Alors que pierre qui roule n’amasse pas mousse, le temps qui court ramasse le mousse sur les quais de port pour l’emporter dans les voyages au long cours qui forment la jeunesse. On ne dira jamais assez comme ce foutu temps presse et oppresse, il faut bien l’admettre, il ne nous laisse aucune chance de survie ce qui rend inutile les résolutions prises au premier jour de l’année et qui s’effilochent dès la venue des rois mages, dans des odeurs d’encens, de camphre et de myrrhe, à la perspective d’une galette aux myrtilles qui a le mérite de nous plonger dans le coma des souvenirs.
C’est que face au temps, nous sommes démunis, désemparés, bientôt désespérés. Le salopard ne nous laisse aucun répit. Le duel est perdu d’avance, nous ne sommes pas dans un western ou dans un film de cape et d’épée à bretter entre gentilshommes : quelle que soit la technique de décompte des années, on ne remet jamais le compteur à zéro, il ne servirait d’ailleurs à rien de changer d’ère, d’air ou de terre. Le temps est le plus fort, ce qui présente pas mal d’aspects ennuyeux, le moindre d’entre eux n’étant pas celui d’avoir l’impression de perdre son temps quoiqu’il arrive.

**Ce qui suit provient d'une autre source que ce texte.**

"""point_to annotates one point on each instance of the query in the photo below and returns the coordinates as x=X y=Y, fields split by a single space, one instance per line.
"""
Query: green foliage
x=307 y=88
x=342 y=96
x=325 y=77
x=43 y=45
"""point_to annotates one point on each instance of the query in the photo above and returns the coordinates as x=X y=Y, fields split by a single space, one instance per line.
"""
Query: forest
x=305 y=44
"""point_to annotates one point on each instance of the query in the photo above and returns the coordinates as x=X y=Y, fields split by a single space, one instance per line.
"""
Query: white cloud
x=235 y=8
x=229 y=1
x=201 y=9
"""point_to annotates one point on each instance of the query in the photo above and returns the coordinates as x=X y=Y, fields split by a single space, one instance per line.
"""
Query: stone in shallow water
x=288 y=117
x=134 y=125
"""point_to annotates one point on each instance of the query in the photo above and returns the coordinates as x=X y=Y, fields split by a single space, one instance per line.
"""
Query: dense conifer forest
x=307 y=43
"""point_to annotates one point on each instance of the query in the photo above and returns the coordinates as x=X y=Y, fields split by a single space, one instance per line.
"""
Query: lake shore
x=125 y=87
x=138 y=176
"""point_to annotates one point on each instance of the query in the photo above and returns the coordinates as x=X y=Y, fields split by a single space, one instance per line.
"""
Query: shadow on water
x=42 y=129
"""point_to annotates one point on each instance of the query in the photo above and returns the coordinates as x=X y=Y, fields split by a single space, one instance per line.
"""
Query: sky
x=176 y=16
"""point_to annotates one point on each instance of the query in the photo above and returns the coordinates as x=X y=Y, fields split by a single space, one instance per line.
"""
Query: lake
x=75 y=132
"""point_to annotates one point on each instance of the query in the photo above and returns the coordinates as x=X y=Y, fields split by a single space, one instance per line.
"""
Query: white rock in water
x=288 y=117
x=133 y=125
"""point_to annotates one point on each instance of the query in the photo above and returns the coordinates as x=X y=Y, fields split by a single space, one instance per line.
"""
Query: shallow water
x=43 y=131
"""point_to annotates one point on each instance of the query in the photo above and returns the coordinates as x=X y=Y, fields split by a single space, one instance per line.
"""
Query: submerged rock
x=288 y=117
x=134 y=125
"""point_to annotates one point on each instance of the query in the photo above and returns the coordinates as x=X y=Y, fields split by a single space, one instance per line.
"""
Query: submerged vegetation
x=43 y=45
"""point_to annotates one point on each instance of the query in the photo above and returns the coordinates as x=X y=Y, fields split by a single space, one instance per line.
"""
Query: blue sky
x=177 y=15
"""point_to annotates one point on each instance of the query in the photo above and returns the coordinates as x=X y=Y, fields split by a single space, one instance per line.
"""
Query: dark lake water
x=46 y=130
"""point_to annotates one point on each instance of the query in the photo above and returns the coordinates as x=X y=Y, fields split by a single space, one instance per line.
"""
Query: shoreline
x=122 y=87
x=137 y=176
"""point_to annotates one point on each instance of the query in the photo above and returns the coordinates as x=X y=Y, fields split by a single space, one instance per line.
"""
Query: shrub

Cadran solaire à Saint-Véran, dans les Hautes Alpes
Face à cet adversaire redoutable qui possède l’avantage certain de nous mettre à terre et en terre à un moment ou un autre, plusieurs possibilités se présentent pour chercher quelques accommodements avec ce vainqueur invétéré qui nous terrassera à plus ou moins grande échéance. La première d’entre elles est de l’ignorer. Ce n’est pas évident, surtout de nos jours où nous sommes géolocalisables en permanence au milieu de systèmes de navigation terrestre ou maritime fondés sur des calculs temporels. Vivre hors du temps supposerait d’abandonner tout ce qui se rattache à ce que l’homme a accumulé en savoirs pour maîtriser le temps depuis l’invention de la clepsydre et du cadran solaire, jusqu’aux horloges, les montres ou l’imprimerie pourvoyeuse d’annuaires, de quotidiens et d’hebdomadaires. De toute façon, même les ermitages les plus reculés ne sont pas à l’abri d’une possible invasion humaine au service de Sa majesté le temps.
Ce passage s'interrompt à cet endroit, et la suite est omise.